Tenerife, storia di una conquista (Terza parte)

Con la presenza cristiana sull’isola e il fiorire di un intenso commercio con il continente, Tenerife divenne un po’ il centro nevralgico delle rotte europee, benché nessuno dei corsari che vi giungevano avessero intenzioni di colonizzare l’isola.

Il progetto di una presenza permanente giunse solo con Jean de Bethancourt, un signore della Normandia che nel 1402 in seguito alle avversità della Guerra dei Cento Anni che imperversava nel suo paese, decise di andarsene con l’avventuriero francese Gadifer de La Salle.

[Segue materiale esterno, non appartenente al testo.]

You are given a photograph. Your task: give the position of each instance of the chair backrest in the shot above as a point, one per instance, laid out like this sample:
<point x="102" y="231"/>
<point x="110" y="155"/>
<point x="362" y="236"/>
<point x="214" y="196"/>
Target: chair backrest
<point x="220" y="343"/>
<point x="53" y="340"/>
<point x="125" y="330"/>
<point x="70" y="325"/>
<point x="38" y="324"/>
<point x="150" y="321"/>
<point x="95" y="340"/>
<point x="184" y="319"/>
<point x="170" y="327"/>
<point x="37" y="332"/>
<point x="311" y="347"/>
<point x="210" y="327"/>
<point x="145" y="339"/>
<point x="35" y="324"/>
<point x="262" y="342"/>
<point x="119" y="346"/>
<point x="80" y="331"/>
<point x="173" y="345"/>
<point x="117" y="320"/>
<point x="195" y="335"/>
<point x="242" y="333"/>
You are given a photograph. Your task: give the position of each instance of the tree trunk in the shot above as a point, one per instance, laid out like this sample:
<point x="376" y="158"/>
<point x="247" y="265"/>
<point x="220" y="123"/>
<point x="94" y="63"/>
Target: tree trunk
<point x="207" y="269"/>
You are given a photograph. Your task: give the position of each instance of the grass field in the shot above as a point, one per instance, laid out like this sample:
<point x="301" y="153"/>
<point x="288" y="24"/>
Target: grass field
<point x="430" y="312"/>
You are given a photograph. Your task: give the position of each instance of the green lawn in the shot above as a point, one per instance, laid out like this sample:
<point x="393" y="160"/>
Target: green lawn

Entrambi partirono con un ingente esercito armato alla volta di Lanzarote, con il preciso intento di dominarla e per il quale chiesero inizialmente appoggio al Papa, che tentennò, e si rivolsero quindi al Re Enrique de Castilla, domandandone la protezione in cambio della sovranità spagnola sull’isola.

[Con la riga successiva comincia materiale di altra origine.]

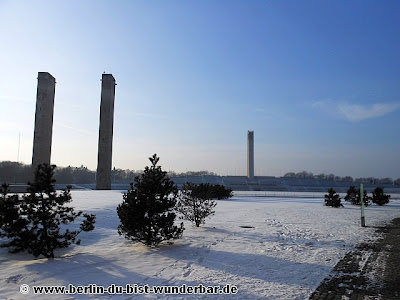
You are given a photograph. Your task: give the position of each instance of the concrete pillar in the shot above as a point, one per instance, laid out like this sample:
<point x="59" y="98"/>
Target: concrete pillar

La intrepida coppia scoppiò nella conquista di Fuerteventura per un litigio irrimediabile, tanto che La Salle fu il vero autore della conquista di Fuerte; Bethancourt ci riprovò quindi, fallendo, con Gran Canaria da dove ripiegò, conquistandola, sull’isola di El Hierro.

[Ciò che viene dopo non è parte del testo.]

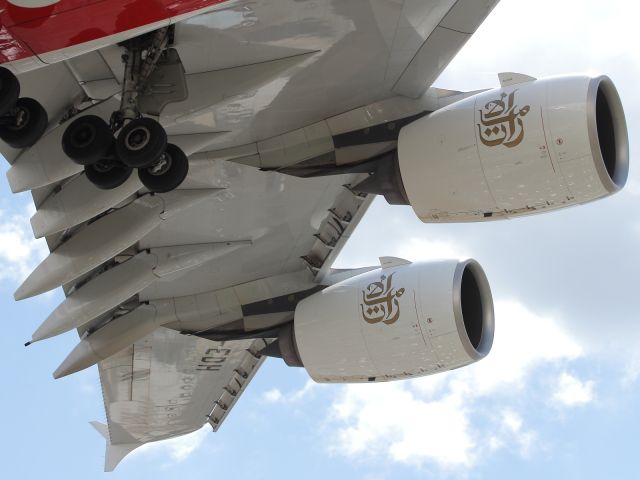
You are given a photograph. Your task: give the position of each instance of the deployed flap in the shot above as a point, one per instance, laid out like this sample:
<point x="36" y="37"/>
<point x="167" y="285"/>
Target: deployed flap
<point x="152" y="394"/>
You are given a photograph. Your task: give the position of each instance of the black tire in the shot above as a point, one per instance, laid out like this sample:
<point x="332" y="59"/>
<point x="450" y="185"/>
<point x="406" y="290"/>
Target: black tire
<point x="87" y="139"/>
<point x="141" y="142"/>
<point x="9" y="90"/>
<point x="29" y="120"/>
<point x="107" y="173"/>
<point x="167" y="173"/>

Tornato quindi in Francia lasciando come reggente il nipote Maciot, Bethancourt si vide attaccato dalle armate di Siviglia che scalzarono Maciot relegandolo a Lanzarote.

Nell’anno 1448 Maciot vendette i suoi diritti sull’isola al principe Enrique de Portugal, che già aveva tentato l’occupazione di La Gomera senza riuscirvi e dove invece si insediò fermamente Fernán Peraza, che si autoproclamò signore di tutte le isole e a cui si deve la costruzione di una torre fortificata.


Il successivo matrimonio dell’erede di Perez con Diego de Herrera ebbe il preciso obiettivo di conquistare le isole maggiori, fino a quel momento interessate solo alla tratta degli schiavi, la popolazione dei Guanches.

Il tentativo fallì e fu proprio in quel momento che i Re Cattolici decisero di prendere in mano la situazione, destituendo Herrera e la moglie, incaricando Alonso Fernández de Lugo delle operazioni  e iniziando una lunga campagna di conquista di Gran Canaria, nella quale persero la vita molti capitani castigliani.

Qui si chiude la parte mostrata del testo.